Marriage Encounter, both a programme and a movement, is an opportunity for married couples to explore their lives in the presence of God. Although the term "encounter" signifies a confrontation or even a clash, Marriage means "to rediscover" or "to meet again."

The programme, which usually takes place on a weekend, helps couples to search for and rediscover their vision of love. With this programme, God's presence is essential, because the gift of love given by the couple becomes fruitful only in God's presence through the discovery of the place of God within their lives. This belief, then, underlies Marriage Encounter's conviction of the sacredness of the covenant, the Sacrament, of marriage. Fr Gabriel Calvo, the founder of Marriage Encounter, puts it this way: "There is within each couple a divine energy of love. It has to be released by a deep sharing between husband and wife, through the communication of their feelings and of the whole of their lives together. It cannot be done in just one moment."

Dating 20 minutes daily

The Marriage Encounter weekend provides the first moment for this release of the energy of love. During the weekend, the couples have the opportunity to search their own lives for their feelings, dreams, and desires. As they share, the Lord's presence enables the release of the energy of love. Also, as they share, they come to the discovery of God's vision for marriage, which, simply stated, is a call to become united with each other and with God.

Marriage Encounter has had a powerful impact on thousands of couples and enabled them to renew their commitment to marriage as a ministry. Because of Marriage Encounter, these same couples who in the past saw their lives more as confusion now see their marriages as the means for grace and life for themselves and others. Inspired by this vision, they acquire a new understanding of the Gospel and its meaning for everyday life. Ultimately, however, the final goal of Marriage Encounter is much broader than the couples themselves.

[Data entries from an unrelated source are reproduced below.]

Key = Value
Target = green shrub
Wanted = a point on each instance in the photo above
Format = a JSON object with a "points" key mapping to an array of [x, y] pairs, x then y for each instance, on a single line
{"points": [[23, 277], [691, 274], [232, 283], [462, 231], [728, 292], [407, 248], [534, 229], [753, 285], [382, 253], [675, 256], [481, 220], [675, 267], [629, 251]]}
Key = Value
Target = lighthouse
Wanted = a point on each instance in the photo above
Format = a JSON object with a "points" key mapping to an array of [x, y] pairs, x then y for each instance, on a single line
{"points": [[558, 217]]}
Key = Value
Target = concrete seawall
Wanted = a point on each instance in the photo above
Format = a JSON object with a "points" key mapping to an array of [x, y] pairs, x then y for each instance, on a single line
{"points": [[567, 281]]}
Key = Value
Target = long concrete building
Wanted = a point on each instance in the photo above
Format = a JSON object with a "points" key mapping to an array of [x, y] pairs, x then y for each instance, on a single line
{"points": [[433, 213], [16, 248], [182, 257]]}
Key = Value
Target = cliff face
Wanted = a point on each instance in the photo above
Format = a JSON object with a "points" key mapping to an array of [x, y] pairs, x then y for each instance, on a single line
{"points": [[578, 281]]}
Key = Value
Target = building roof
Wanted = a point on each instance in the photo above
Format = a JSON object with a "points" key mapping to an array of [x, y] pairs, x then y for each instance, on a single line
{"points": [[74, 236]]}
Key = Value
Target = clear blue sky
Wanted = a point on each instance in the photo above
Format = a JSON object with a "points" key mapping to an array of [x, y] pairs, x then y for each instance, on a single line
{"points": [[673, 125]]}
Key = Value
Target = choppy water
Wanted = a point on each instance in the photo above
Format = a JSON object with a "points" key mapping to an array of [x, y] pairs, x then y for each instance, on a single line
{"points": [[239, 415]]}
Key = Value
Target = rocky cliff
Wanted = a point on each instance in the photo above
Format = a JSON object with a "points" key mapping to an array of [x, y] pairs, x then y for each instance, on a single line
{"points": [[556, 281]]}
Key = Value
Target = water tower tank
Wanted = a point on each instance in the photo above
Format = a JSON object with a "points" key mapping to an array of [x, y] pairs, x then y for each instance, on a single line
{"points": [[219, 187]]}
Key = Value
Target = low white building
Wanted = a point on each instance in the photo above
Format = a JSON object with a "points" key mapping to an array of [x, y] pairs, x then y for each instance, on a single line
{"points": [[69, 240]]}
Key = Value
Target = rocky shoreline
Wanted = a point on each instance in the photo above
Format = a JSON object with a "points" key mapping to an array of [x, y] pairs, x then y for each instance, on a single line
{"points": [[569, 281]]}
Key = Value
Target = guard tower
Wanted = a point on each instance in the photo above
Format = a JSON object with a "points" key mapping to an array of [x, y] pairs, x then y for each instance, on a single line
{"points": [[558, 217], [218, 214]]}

There is a natural outflow of love from the couple to family, relatives, friends and, finally, to the larger communities of Church and society. Through the gift of self, there occurs an inner conversion both in the individual and the couple. This conversion becomes the basis of understanding and acceptance, out of which flows the unity of love. A key plank of Marriage Encounter is the Daily Dialogue where couples spent 20 minutes daily to discuss issues close to their hearts and marriage. It is a method of communicating-a presentation based on the experience of life, a reflection on each individual's life experience, followed by a mutual sharing of this individual reflection. This communication approach is based on the truism that there is no unity without reconciliation, no reconciliation without communication and no communication without first encountering, discovering oneself.